North Pulaski High School was a public secondary school located in Jacksonville, Arkansas and served students in grades 9 through 12. North Pulaski was administered by the Pulaski County Special School District. Since 1979, North Pulaski has been accredited by the AdvancED. North Pulaski was merged with Jacksonville High School in 2016 as a part of the Jacksonville North Pulaski School District.

== Academics ==
The assumed course of study for students follows the Smart Core curriculum developed by the Arkansas Department of Education (ADE), which requires students complete 22 units with 16 core and 6 career focus and elective units. Students complete regular (core and career focus) courses and exams and may select Advanced Placement (AP) coursework and exams that provide an opportunity for college credit.

=== Awards and recognition ===
North Pulaski maintains a student-run Simply Delicious restaurant as part of the school's culinary arts program. NPHS is a member of the National Restaurant Association Educational Foundation (NRAEF) that sponsors ProStart®, which is a nationwide, two-year high school program that unites the classroom and industry to develop students into restaurant and foodservice leaders. Students may qualify for the ProStart National Certificate of Achievement (COA) and compete in the state's ProStart competitions in two categories: restaurant management and culinary arts. In 2013, North Pulaski won both and represented Arkansas at the National ProStart Invitational competition.

==Creative and performing arts==
The school band programs performed at various competitions including invitationals and regional assessments administered by the Arkansas School Band and Orchestra Association (ASBOA). The North Pulaski High School Band was a 23-time consecutive winner of the ASBOA Sweepstakes Award, which denotes 1st Division ratings in sight-reading, concert band composite and marching band composite scoring. In addition, the marching band was awarded the 1991 Sweepstakes Winner at Worlds of Fun Music Festival in Kansas City, Missouri; the 1994 Best in Class at North American Music Festival in Atlanta, Georgia and the Arkansas representative in the 1997, 2000, and 2003 National Independence Day Parade in Washington, DC. The choral program at North Pulaski continuously scored First Division ratings at evaluative festivals, and placed large numbers of students in the Region and State choirs.

In 2012, Karen Dismuke received the Arkansas Bandmaster of the Year award.

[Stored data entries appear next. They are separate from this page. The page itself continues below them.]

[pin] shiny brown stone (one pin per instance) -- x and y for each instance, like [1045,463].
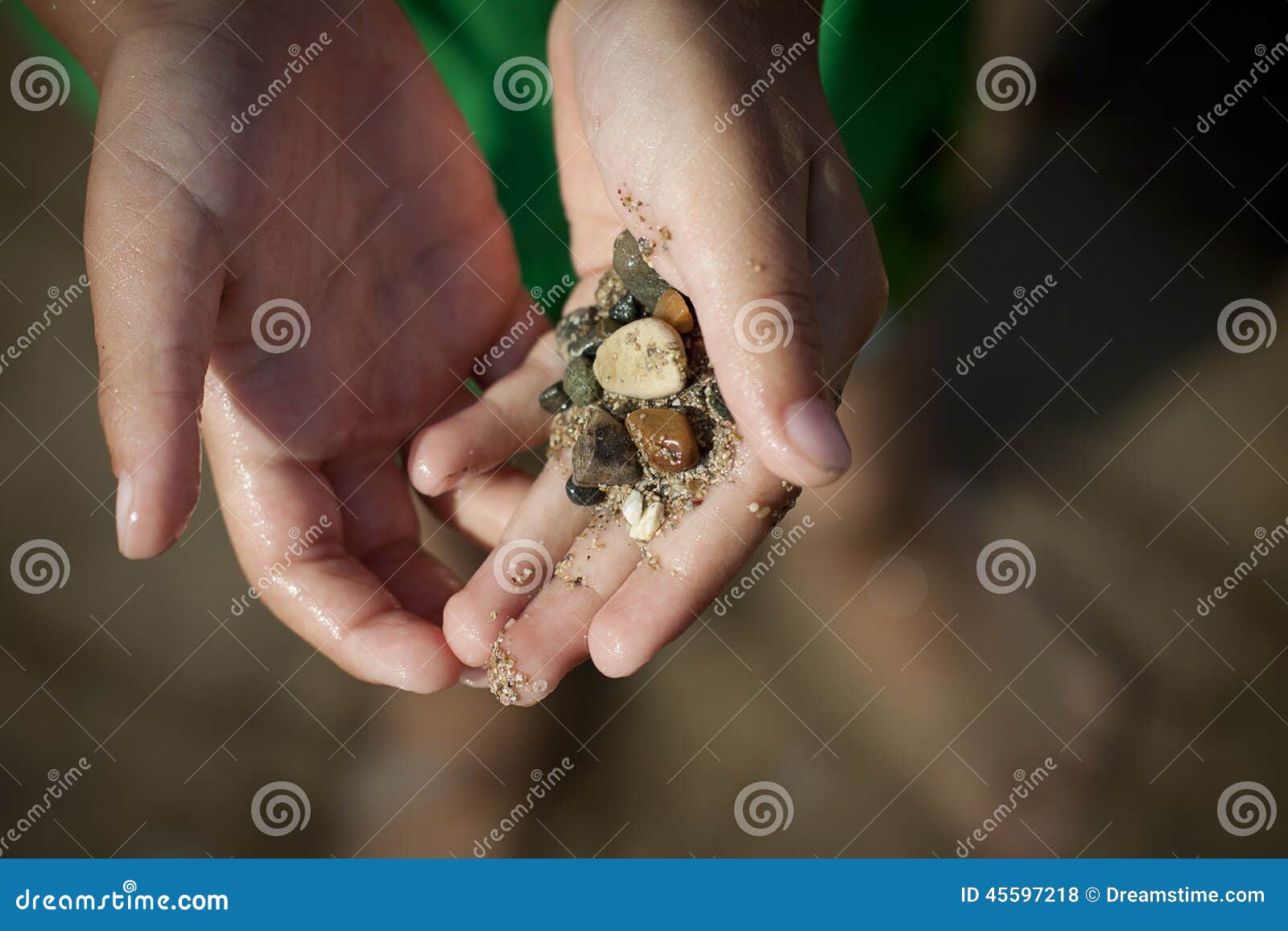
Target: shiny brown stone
[673,308]
[665,438]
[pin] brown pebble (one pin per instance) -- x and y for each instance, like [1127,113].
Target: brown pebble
[674,308]
[665,438]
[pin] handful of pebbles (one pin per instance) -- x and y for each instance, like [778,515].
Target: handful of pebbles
[638,406]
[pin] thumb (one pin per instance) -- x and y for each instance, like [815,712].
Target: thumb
[744,261]
[150,246]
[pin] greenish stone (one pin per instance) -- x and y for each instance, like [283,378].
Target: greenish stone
[639,277]
[580,383]
[554,398]
[718,405]
[584,496]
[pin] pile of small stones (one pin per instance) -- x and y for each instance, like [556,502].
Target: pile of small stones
[638,405]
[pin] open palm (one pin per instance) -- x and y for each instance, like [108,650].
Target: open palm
[293,240]
[764,212]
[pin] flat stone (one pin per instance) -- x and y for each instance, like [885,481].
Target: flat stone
[665,438]
[716,401]
[673,307]
[588,340]
[633,508]
[638,276]
[626,309]
[580,383]
[643,360]
[554,398]
[609,290]
[605,454]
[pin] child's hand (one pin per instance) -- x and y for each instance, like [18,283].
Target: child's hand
[225,178]
[764,214]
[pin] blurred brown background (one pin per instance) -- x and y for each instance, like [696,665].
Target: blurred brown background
[869,675]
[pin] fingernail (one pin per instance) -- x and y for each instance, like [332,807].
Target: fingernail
[476,679]
[126,518]
[815,433]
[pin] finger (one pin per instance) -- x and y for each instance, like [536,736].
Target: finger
[746,266]
[549,639]
[506,420]
[482,505]
[382,532]
[290,536]
[148,248]
[693,563]
[541,531]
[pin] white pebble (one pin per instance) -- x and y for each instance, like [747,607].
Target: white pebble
[633,508]
[648,523]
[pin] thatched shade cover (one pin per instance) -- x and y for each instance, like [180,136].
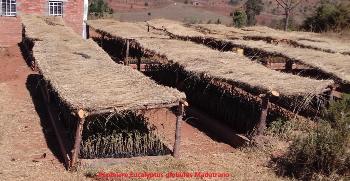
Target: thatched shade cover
[335,64]
[86,78]
[226,66]
[303,39]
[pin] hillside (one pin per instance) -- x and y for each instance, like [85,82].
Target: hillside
[204,11]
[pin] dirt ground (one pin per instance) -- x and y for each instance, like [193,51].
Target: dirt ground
[28,149]
[25,153]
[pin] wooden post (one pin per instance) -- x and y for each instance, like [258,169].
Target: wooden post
[263,115]
[87,31]
[289,66]
[139,63]
[79,130]
[177,143]
[126,61]
[240,51]
[52,115]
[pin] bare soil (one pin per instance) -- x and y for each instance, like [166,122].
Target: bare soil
[27,145]
[29,151]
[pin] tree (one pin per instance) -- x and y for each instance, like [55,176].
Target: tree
[288,6]
[239,19]
[329,16]
[99,7]
[253,8]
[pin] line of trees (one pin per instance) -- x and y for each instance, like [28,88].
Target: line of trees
[329,17]
[99,7]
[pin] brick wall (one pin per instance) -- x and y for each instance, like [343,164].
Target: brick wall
[72,11]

The Drama and Competitive Speech program at North Pulaski was competitive and became one of the charter chapters of the Arkansas District of the National Forensic League (speech and debate honor society). North Pulaski won Sweepstake awards at statewide tournaments and produced two mainstage productions a year. North Pulaski was known for its Performing Arts Department offering classes in Drama, Stagecraft, and Competitive Speaking.

==Athletics==
The North Pulaski High School mascot is the falcon and maroon and gold are the school colors. For 2012-14, the North Pulaski Falcons compete in the 7A Central Conference administered by the Arkansas Activities Association (AAA) in several interscholastic athletic activities including: football, cross country (boys and girls), baseball, basketball (boys and girls), track & field (boys and girls), wrestling, volleyball (girls), and soccer.

The 5A-Central Conference members (2012–14) include:

- Helena-West Helena Central Mighty Cougars
- Little Rock Christian Academy Warriors
- Jacksonville Red Devils
- McClellan Crimson Lions
- Mills University Studies Comets
- North Pulaski Falcons
- Pulaski Academy Bruins
- Sylvan Hills Bears

At the 2007 homecoming game against the Greene County Tech Eagles, the Falcon football team snapped its 32-game losing streak it had since September 2004 scoring 56-6.

The North Pulaski wrestling team under the direction of Coach Mongno and basketball teams under the guidance of Raymond Cooper were state runners up in the 2008-2009 school year.